Die Eckdaten des gemeinsames EU-Mehrwertsteuersystems sind ein Regelsteuersatz von mindestens 15 %, wobei es keine Obergrenze gibt; möglich sind aber ermäßigte Steuersätze für bestimmte Leistungs- und Warengruppen, hier jedoch mindestens 5 %. Zudem kann für bestimmte Leistungsgruppen eine Mehrwertsteuerbefreiung erfolgen, dann ist aber auch der Vorsteuerabzug ausgeschlossen oder es liegt statt der Befreiung eine Nullsatzregelung vor, bei der der Vorsteuerabzug möglich bleibt.

Mit der Richtlinie 2013/42/EU[7] wurde ein „Schnellreaktionsmechanismus (SMR) bei Mehrwertsteuerbetrug eingerichtet. Es handelt sich dabei um ein Verzeichnis von Betrugsbekämpfungsmaßnahmen, um in den Mitgliedstaaten eine Grundsatzdebatte über die Art der Maßnahmen zu vermeiden und so schneller reagieren zu können. Gedacht ist dieses Verzeichnis insbesondere für Karussellbetrug.  Die einzige bisher vorgeschlagene Maßnahme in diesem Sinne ist die Reverse-Charge-Regelung, wonach die Steuer vom steuerpflichtigen Empfänger geschuldet wird und nicht vom Lieferer oder Dienstleistungserbringer, in Deutschland umgesetzt durch § 13b Abs. 1 und Abs. 2 Nr. 1 – 10 UStG.

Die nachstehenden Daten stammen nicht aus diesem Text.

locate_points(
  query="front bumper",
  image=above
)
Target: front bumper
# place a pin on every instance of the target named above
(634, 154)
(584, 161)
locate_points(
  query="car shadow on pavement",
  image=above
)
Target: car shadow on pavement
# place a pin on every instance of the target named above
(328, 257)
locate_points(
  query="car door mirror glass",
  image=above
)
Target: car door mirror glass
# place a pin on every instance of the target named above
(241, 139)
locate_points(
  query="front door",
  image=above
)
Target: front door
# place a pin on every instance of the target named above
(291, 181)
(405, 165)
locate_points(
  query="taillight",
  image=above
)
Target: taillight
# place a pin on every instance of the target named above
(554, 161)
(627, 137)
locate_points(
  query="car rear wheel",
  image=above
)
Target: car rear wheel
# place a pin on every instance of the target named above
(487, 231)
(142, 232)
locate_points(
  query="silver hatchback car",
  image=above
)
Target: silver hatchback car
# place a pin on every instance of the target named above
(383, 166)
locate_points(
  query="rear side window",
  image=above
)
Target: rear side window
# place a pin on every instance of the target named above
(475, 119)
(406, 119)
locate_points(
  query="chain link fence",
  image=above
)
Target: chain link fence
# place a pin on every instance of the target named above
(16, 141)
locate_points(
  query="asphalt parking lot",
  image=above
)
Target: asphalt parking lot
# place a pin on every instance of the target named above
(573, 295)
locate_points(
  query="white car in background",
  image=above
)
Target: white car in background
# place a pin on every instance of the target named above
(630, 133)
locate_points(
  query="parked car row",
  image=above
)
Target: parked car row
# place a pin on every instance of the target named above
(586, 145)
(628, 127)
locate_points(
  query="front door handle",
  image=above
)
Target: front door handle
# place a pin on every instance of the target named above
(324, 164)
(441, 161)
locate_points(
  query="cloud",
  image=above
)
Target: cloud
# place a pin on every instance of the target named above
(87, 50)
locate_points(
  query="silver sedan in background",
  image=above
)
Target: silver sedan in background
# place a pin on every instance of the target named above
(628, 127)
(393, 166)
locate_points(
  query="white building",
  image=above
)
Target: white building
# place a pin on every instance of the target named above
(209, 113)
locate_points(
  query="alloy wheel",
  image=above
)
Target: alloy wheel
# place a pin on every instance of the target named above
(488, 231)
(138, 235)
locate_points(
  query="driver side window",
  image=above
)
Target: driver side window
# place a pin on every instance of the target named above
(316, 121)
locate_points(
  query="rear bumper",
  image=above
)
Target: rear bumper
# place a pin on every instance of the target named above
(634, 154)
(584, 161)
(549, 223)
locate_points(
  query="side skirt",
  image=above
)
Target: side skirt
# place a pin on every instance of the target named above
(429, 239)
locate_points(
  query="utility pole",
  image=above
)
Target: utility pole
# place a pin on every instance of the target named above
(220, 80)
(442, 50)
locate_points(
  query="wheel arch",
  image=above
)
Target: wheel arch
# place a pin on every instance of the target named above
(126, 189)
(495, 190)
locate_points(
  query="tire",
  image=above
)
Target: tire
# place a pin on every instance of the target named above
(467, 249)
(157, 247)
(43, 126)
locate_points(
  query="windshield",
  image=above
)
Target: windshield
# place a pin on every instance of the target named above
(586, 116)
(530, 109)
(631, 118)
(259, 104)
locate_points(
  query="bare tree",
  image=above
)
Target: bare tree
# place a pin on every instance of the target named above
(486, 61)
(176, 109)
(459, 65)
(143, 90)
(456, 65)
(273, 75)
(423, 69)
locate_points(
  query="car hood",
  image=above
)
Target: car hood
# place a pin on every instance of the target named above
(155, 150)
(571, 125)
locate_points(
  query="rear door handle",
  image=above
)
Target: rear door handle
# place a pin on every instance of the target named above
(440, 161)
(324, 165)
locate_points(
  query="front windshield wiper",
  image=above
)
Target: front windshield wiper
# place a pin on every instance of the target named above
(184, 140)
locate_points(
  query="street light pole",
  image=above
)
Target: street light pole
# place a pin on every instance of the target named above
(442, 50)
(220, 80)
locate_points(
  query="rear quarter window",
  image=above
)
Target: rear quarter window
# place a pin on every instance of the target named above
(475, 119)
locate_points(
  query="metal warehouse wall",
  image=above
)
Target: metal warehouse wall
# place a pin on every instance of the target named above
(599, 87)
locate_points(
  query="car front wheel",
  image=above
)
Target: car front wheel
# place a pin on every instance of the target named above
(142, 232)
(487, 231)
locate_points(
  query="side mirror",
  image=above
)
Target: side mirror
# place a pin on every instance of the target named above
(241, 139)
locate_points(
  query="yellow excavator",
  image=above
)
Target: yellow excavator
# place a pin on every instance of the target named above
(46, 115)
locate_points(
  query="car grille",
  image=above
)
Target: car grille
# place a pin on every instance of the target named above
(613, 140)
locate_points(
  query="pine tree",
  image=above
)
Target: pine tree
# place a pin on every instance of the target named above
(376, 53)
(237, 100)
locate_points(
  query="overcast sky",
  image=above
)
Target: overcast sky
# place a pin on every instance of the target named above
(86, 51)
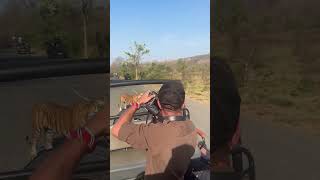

Nach einer Studie der EU-Kommission zur sogenannten „Mehrwertsteuerlücke[8] gingen den EU-Mitgliedstaaten  2014 knapp 160 Milliarden Euro durch nicht erhobene Mehrwertsteuer und Betrug verloren. Die größte „Mehrwertsteuerlücke“ besteht nach Angaben der Kommission in Italien (36,9 Mrd. Euro), die geringste in Luxemburg (147 Mio. Euro). Im Vergleich dazu lag im Jahr 2013 die Mehrwertsteuerlücke bei fast 170 Mrd. EUR.

Am 7.4.2016 stellte deshalb die EU-Kommission einen Aktionsplan zur Umgestaltung des gegenwärtige EU-Mehrwertsteuersystems[9] vor, um es einfacher, weniger betrugsanfällig und unternehmensfreundlich zu machen. Die Kernpunkte des Aktionsplanes sind:

  • zentrale Grundsätze für ein künftiges einheitliches europäisches Mehrwertsteuersystem;
  • kurzfristige Maßnahmen zur Bekämpfung von Mehrwertsteuerbetrug;
  • Pläne zur Aktualisierung der Regelung für die Mehrwertsteuersätze und Optionen dafür, wie den Mitgliedstaaten mehr Flexibilität bei der Festsetzung der Mehrwertsteuersätze eingeräumt werden kann;
  • Vorschläge zur Vereinfachung der Mehrwertsteuervorschriften für den elektronischen Geschäftsverkehr im Rahmen der Strategie für einen digitalen Binnenmarkt sowie für ein umfassendes Mehrwertsteuerpaket zur Erleichterung der Verfahren für KMU.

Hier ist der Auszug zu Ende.